Share Registration Agreement
Exhibit 10.44
Share Registration Agreement
To: | Mark Tompkins |
Ian Jacobs
Darius Fouladi
Montrose Capital Partners Limited
This Agreement is entered into on January 25, 2024, by and between Perfect Moment Ltd., a Delaware corporation (the “Company”) on the one side, and Mark Tompkins, Ian Jacobs, Darius Fouladi and Montrose Capital Partners Limited (collectively, the “Montrose Group”) on the other side.

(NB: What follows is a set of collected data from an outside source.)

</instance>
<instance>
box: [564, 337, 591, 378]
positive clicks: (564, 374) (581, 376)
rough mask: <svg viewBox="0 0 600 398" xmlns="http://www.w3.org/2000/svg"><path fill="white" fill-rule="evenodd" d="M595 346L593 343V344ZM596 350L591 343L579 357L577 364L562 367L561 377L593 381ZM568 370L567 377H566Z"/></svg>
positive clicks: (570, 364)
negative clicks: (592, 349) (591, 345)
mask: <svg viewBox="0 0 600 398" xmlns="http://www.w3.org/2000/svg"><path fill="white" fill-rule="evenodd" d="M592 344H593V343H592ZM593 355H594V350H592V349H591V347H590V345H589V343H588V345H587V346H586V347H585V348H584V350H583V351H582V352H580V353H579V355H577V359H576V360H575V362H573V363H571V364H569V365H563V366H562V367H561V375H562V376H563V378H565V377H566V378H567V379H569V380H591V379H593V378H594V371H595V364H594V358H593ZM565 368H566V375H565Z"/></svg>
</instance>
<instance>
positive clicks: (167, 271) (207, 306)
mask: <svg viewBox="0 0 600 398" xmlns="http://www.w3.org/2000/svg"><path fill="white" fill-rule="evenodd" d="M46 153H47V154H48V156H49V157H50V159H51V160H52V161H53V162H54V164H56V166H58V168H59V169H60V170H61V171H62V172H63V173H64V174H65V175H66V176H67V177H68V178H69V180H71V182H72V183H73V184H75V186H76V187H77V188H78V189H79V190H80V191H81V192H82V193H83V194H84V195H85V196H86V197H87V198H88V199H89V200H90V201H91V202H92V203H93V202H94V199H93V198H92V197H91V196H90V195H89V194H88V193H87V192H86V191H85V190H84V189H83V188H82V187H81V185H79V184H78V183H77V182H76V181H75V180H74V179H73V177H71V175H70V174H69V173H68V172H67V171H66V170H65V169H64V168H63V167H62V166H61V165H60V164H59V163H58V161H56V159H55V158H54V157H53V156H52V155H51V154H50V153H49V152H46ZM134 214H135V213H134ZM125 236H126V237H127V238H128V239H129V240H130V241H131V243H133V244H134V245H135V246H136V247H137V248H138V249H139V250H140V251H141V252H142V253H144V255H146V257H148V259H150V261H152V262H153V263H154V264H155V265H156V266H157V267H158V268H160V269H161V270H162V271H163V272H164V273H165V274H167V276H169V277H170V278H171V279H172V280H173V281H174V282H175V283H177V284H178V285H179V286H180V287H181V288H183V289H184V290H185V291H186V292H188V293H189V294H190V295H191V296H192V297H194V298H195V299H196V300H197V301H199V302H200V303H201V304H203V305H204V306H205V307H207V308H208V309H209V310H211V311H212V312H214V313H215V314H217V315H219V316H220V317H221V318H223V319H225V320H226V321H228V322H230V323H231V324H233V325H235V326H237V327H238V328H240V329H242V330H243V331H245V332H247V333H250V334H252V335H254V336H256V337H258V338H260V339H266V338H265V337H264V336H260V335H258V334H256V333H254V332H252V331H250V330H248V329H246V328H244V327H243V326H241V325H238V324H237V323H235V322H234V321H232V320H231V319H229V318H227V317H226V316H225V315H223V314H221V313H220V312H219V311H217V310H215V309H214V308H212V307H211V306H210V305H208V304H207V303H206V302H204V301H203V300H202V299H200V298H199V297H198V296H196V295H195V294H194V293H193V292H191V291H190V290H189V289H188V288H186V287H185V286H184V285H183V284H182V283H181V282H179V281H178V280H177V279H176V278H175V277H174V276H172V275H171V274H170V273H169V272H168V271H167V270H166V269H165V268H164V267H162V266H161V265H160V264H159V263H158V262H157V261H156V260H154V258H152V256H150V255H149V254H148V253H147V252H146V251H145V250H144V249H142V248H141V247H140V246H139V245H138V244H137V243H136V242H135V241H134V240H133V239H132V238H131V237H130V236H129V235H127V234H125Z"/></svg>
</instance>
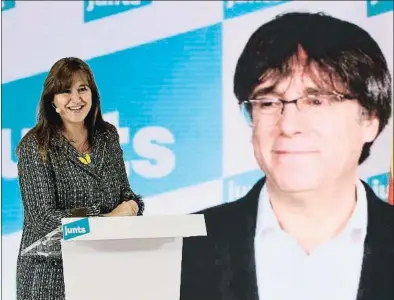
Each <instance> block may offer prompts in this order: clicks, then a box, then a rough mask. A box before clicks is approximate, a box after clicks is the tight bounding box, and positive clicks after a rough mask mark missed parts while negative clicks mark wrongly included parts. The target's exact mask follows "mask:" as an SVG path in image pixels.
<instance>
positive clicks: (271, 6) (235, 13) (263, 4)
mask: <svg viewBox="0 0 394 300" xmlns="http://www.w3.org/2000/svg"><path fill="white" fill-rule="evenodd" d="M286 2H290V1H289V0H286V1H284V0H276V1H275V0H273V1H258V0H254V1H253V0H249V1H248V0H247V1H242V0H235V1H224V2H223V5H224V18H225V19H230V18H234V17H238V16H241V15H244V14H247V13H250V12H253V11H256V10H263V9H266V8H270V7H273V6H276V5H279V4H284V3H286Z"/></svg>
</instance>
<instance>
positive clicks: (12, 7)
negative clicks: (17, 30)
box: [1, 0, 15, 11]
mask: <svg viewBox="0 0 394 300" xmlns="http://www.w3.org/2000/svg"><path fill="white" fill-rule="evenodd" d="M14 7H15V0H2V1H1V11H5V10H8V9H11V8H14Z"/></svg>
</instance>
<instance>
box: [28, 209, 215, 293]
mask: <svg viewBox="0 0 394 300" xmlns="http://www.w3.org/2000/svg"><path fill="white" fill-rule="evenodd" d="M59 230H60V229H58V230H55V231H53V232H52V233H50V234H49V235H48V236H47V237H46V238H43V239H41V240H40V241H38V242H37V244H36V245H35V246H34V247H28V248H29V249H27V250H28V251H27V252H26V253H25V255H44V256H59V255H61V256H62V258H63V269H64V283H65V293H66V300H89V299H94V300H108V299H116V300H129V299H130V300H157V299H160V300H179V297H180V283H181V282H180V280H181V261H182V241H183V238H187V237H192V236H205V235H206V234H207V233H206V227H205V219H204V216H203V215H198V214H196V215H180V216H179V215H178V216H173V215H172V216H170V215H167V216H143V217H91V218H66V219H63V220H62V228H61V233H62V235H61V238H59ZM59 243H60V244H61V251H59ZM32 246H33V245H32ZM196 259H198V257H196Z"/></svg>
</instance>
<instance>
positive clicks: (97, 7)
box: [84, 0, 152, 23]
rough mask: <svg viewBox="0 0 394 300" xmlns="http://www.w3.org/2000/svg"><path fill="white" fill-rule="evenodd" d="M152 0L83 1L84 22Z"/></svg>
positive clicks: (107, 14) (132, 8)
mask: <svg viewBox="0 0 394 300" xmlns="http://www.w3.org/2000/svg"><path fill="white" fill-rule="evenodd" d="M151 3H152V1H103V0H97V1H87V0H85V1H84V22H85V23H86V22H90V21H94V20H97V19H101V18H104V17H108V16H112V15H115V14H118V13H121V12H125V11H127V10H131V9H136V8H139V7H141V6H145V5H148V4H151Z"/></svg>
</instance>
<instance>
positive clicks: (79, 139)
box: [62, 124, 90, 153]
mask: <svg viewBox="0 0 394 300" xmlns="http://www.w3.org/2000/svg"><path fill="white" fill-rule="evenodd" d="M62 132H63V135H64V136H65V137H66V139H67V140H68V141H69V142H70V143H71V145H72V146H73V147H74V148H75V149H77V151H79V152H82V153H83V152H87V151H88V150H89V148H90V147H89V141H88V130H87V128H86V127H85V126H84V125H83V124H82V125H79V124H78V125H67V126H64V128H63V130H62Z"/></svg>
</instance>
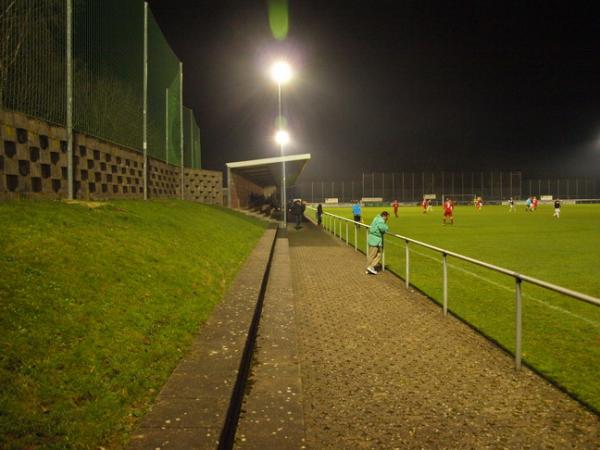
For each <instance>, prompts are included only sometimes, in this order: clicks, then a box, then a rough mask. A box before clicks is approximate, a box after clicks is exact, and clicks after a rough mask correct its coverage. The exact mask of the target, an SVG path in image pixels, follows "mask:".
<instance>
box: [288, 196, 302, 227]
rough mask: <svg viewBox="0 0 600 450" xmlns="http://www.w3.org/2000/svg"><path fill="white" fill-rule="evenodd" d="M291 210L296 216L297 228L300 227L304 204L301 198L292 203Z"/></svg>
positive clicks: (292, 212) (294, 215)
mask: <svg viewBox="0 0 600 450" xmlns="http://www.w3.org/2000/svg"><path fill="white" fill-rule="evenodd" d="M290 211H291V213H292V215H293V216H294V220H295V221H296V229H298V228H300V223H301V222H302V204H301V203H300V201H299V200H296V201H295V202H294V203H293V204H292V207H291V209H290Z"/></svg>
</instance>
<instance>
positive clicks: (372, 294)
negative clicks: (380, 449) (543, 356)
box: [236, 224, 600, 449]
mask: <svg viewBox="0 0 600 450" xmlns="http://www.w3.org/2000/svg"><path fill="white" fill-rule="evenodd" d="M288 235H289V248H288V247H286V248H287V250H288V252H289V262H287V261H286V260H285V256H283V257H282V256H281V255H280V257H279V263H280V264H289V268H288V275H287V277H288V279H289V280H290V281H291V285H292V287H293V291H292V294H291V295H290V293H289V292H288V291H286V292H284V291H281V293H282V295H281V296H277V295H275V297H278V298H279V302H280V306H279V308H280V309H281V308H285V307H286V305H287V308H288V311H289V317H290V318H291V319H293V320H289V321H288V327H289V328H290V329H291V330H292V332H291V334H290V335H289V336H297V340H296V341H293V342H292V345H290V346H289V349H290V352H291V353H294V352H297V357H294V356H293V355H292V356H289V355H288V356H286V355H285V352H280V353H279V357H280V358H281V360H282V361H284V360H285V361H288V362H289V361H296V362H297V363H299V364H297V367H298V371H297V372H294V373H296V374H297V375H296V376H297V377H298V378H299V380H298V383H297V385H294V386H296V387H295V388H294V389H293V390H292V391H291V394H290V395H289V396H287V397H286V396H283V397H282V398H280V399H279V400H280V401H284V402H285V401H288V402H289V401H291V402H292V403H294V402H297V403H298V404H299V405H300V407H299V408H298V407H294V408H293V411H294V413H295V414H299V412H301V413H302V414H303V417H302V418H298V420H296V421H295V422H294V424H295V426H296V428H294V429H292V431H291V433H290V434H289V436H291V440H290V439H288V440H287V441H286V445H285V446H283V445H281V440H279V441H273V440H272V437H271V436H275V435H276V434H277V433H275V434H274V432H275V431H276V430H277V429H278V428H281V427H280V426H279V425H278V424H277V421H278V420H279V419H280V418H281V414H286V411H285V408H283V407H282V408H281V409H279V411H277V407H276V406H274V407H273V408H271V409H269V408H264V409H262V410H261V411H262V412H261V411H259V412H258V413H257V412H256V409H254V410H251V411H248V410H247V411H246V413H245V414H244V415H243V416H242V418H241V420H240V425H239V427H240V428H239V429H238V435H237V437H238V439H237V441H236V442H237V445H238V447H240V448H311V449H325V448H331V449H333V448H336V449H341V448H343V449H363V448H365V449H366V448H382V449H384V448H385V449H391V448H401V449H405V448H407V449H413V448H414V449H420V448H426V449H431V448H435V449H438V448H460V449H464V448H469V449H475V448H477V449H480V448H494V449H499V448H507V449H516V448H544V449H562V448H581V449H597V448H599V447H600V421H599V419H598V417H597V416H595V415H593V414H591V413H590V412H588V411H587V410H586V409H585V408H583V407H582V406H581V405H579V404H578V403H577V402H575V401H574V400H573V399H571V398H570V397H568V396H567V395H565V394H564V393H562V392H560V391H558V390H557V389H555V388H554V387H552V386H551V385H550V384H548V383H547V382H546V381H544V380H543V379H541V378H540V377H538V376H537V375H535V374H534V373H532V372H531V371H529V370H527V369H523V370H521V371H519V372H517V371H515V369H514V367H513V360H512V358H511V357H510V356H509V355H507V354H505V353H504V352H502V351H501V350H499V349H498V348H497V347H495V346H494V345H493V344H491V343H490V342H489V341H487V340H486V339H485V338H483V337H481V336H480V335H478V334H477V333H476V332H474V331H473V330H471V329H470V328H468V327H467V326H465V325H464V324H462V323H461V322H460V321H458V320H456V319H454V318H452V317H447V318H444V317H443V315H442V313H441V311H440V308H439V307H438V306H436V305H434V304H433V303H432V302H430V301H428V300H427V299H425V298H424V297H423V296H421V295H419V294H417V293H414V292H411V291H408V290H406V289H405V287H404V285H403V283H402V281H401V280H399V279H397V278H395V277H393V276H392V275H390V274H383V275H377V276H369V275H365V274H364V265H365V261H364V255H362V254H360V253H358V254H357V253H355V252H354V250H353V249H351V248H348V247H346V246H345V245H341V244H340V243H339V242H338V241H336V240H334V239H333V238H332V237H331V236H329V235H327V234H326V233H323V232H320V231H319V230H318V229H316V228H315V227H314V226H312V225H310V224H308V225H305V226H304V228H302V229H301V230H299V231H295V230H293V229H290V230H289V233H288ZM278 241H279V240H278ZM275 267H276V266H275ZM284 270H285V268H284ZM278 282H279V283H283V285H285V281H282V280H281V279H280V280H279V281H278ZM267 297H268V296H267ZM267 297H266V298H265V310H266V309H267V308H268V307H269V306H268V305H269V301H268V298H267ZM272 297H273V296H272ZM271 320H272V318H271V316H269V315H268V314H267V315H263V318H262V320H261V330H263V331H260V332H259V334H260V337H259V341H258V345H259V350H258V353H257V355H256V365H257V366H256V367H255V370H254V375H253V378H252V379H251V380H250V382H251V385H256V383H259V384H261V383H262V384H265V380H266V378H264V377H262V378H261V375H262V374H264V373H266V372H265V370H267V368H266V367H263V366H265V364H267V363H270V364H273V363H274V361H273V360H272V356H273V353H271V354H270V355H269V354H268V353H265V351H264V348H265V344H266V347H268V342H269V341H268V339H269V337H268V335H269V334H270V333H268V332H265V331H264V330H268V329H269V327H272V326H273V325H272V324H271V323H270V322H271ZM282 327H283V328H285V324H283V322H280V323H279V325H278V328H279V329H280V332H282V331H281V328H282ZM265 338H266V339H267V340H266V341H265V340H264V339H265ZM261 339H263V341H262V344H261ZM286 339H287V338H286ZM294 342H295V344H294ZM286 358H287V359H286ZM291 373H292V372H288V375H290V374H291ZM290 376H292V375H290ZM273 380H275V379H274V378H273ZM273 382H274V383H277V381H273ZM290 383H293V381H290ZM274 386H275V385H274ZM274 389H280V387H274ZM265 392H268V383H266V386H262V387H261V389H259V390H256V389H250V391H249V394H248V396H247V399H246V407H248V406H249V405H260V396H264V395H266V394H265ZM271 394H273V391H271ZM292 394H293V395H292ZM272 397H276V396H272ZM297 398H300V400H295V399H297ZM257 399H258V400H257ZM257 401H258V402H259V403H256V402H257ZM273 401H274V402H276V401H277V399H273ZM253 402H254V403H253ZM271 406H273V405H271ZM253 411H254V414H252V412H253ZM261 413H264V414H263V416H261V417H260V418H259V419H258V422H257V417H258V416H257V414H258V415H260V414H261ZM249 421H254V422H253V423H249ZM257 423H258V424H262V426H260V427H257V426H256V425H257ZM298 426H301V427H303V431H304V432H303V433H299V432H298V428H297V427H298ZM253 430H254V431H253ZM256 430H260V433H258V432H257V431H256ZM242 438H243V440H242ZM278 439H280V438H278ZM273 442H279V444H277V445H275V444H273ZM272 444H273V445H272Z"/></svg>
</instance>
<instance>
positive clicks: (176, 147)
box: [0, 0, 201, 168]
mask: <svg viewBox="0 0 600 450" xmlns="http://www.w3.org/2000/svg"><path fill="white" fill-rule="evenodd" d="M146 77H147V78H146ZM182 78H183V70H182V63H181V62H180V61H179V59H178V58H177V56H176V55H175V53H174V52H173V50H172V49H171V47H170V45H169V43H168V42H167V40H166V38H165V36H164V35H163V33H162V31H161V29H160V27H159V25H158V23H157V21H156V20H155V18H154V16H153V15H152V12H151V11H150V10H149V8H148V5H147V4H146V3H145V2H144V1H143V0H128V1H125V2H124V1H121V0H0V107H1V108H2V109H5V110H8V111H16V112H21V113H23V114H26V115H27V116H31V117H34V118H37V119H41V120H44V121H47V122H50V123H52V124H55V125H60V126H64V127H69V115H71V116H72V126H73V130H74V131H76V132H80V133H85V134H87V135H89V136H93V137H96V138H100V139H103V140H106V141H108V142H112V143H115V144H118V145H121V146H124V147H127V148H130V149H132V150H135V151H138V152H142V151H143V149H144V146H145V143H146V142H147V150H148V155H149V156H152V157H154V158H156V159H159V160H161V161H164V162H167V163H170V164H173V165H181V164H182V163H183V164H185V166H186V167H190V168H200V160H201V155H200V131H199V127H198V124H197V122H196V119H195V117H194V114H193V111H192V110H191V109H189V108H184V106H183V100H182V97H183V96H182ZM70 92H72V97H71V96H70V95H69V93H70ZM71 100H72V103H71V102H70V101H71ZM71 104H72V109H70V105H71ZM145 111H147V114H146V115H145V114H144V112H145Z"/></svg>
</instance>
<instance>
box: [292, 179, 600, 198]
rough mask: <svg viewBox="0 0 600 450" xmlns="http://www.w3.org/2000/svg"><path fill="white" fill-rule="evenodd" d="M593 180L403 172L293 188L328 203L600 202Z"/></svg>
mask: <svg viewBox="0 0 600 450" xmlns="http://www.w3.org/2000/svg"><path fill="white" fill-rule="evenodd" d="M597 181H598V180H596V179H592V178H545V179H539V178H536V179H533V178H525V177H524V176H523V174H522V173H521V172H517V171H515V172H502V171H493V172H399V173H380V172H377V173H374V172H370V173H362V174H361V176H359V177H356V179H352V180H344V181H332V180H328V181H323V180H319V181H302V182H298V183H296V185H295V186H294V187H293V188H292V189H291V190H290V195H291V196H292V197H294V198H302V199H304V200H306V201H309V202H311V203H322V202H324V201H325V199H326V198H337V199H338V201H339V202H340V203H349V202H352V201H354V200H357V199H361V198H365V197H370V198H382V199H383V201H392V200H398V201H399V202H402V203H416V202H419V201H421V200H422V199H423V196H424V195H430V194H435V195H436V198H437V199H438V201H439V200H440V199H441V198H443V197H445V196H449V197H451V198H453V199H454V200H455V201H457V202H459V203H461V202H465V203H466V202H471V201H472V200H473V197H474V196H480V197H482V198H483V199H484V200H485V201H486V202H494V201H497V202H499V201H502V200H507V199H509V198H510V197H513V198H514V199H523V198H527V197H528V196H533V195H535V196H537V197H538V198H539V197H541V196H543V195H552V196H553V197H558V198H563V199H571V198H573V199H593V198H600V192H599V191H600V183H598V182H597Z"/></svg>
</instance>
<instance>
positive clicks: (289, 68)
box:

In order to resolve a dispute between the Montrose Group and the Company regarding the sale and lock-up of the Company’s stock, the Company hereby agrees to file a registration statement on Form S-1 (the “Registration Statement”) with the Securities & Exchange Commission (“SEC”) for the resale of the shares of common stock of the Company beneficially owned and held by the Montrose Group, provided that each of the Montrose Group executes and delivers, on or prior to January 25, 2024, the Lock-Up Agreement that is being required by the Underwriter to be entered into in connection with the Company’s initial public offering (the “Lock-Up Agreement”). The Company agrees to file the Registration Statement with the SEC within two (2) business days from the expiration of the 180-day Lock-Up period contained in the Lock-Up Agreement, and such Registration Statement will include all shares of the Company held by the Montrose Group and shares of other stockholders of the Company, except it will explicitly exclude shares owned by the Company’s officers and directors.
The Company also agrees that it will use commercially reasonable efforts to: (1) cause the Registration Statement to become effective promptly and keep the Registration Statement effective for a period of up to 120 days or, if earlier, until the distribution contemplated in the Registration Statement has been completed, and (2) coordinate reasonably promptly with the Montrose Group and the Company’s transfer agent to facilitate the processing of any stock legend removals or other similar procedures involving the Company’s transfer agent in order to allow the Montrose Group to resell shares registered on the Registration Statement.
This Agreement will become immediately effective with the signature of the Company’s Chairman and Director, Max Gottschalk and its delivery to the Montrose Group.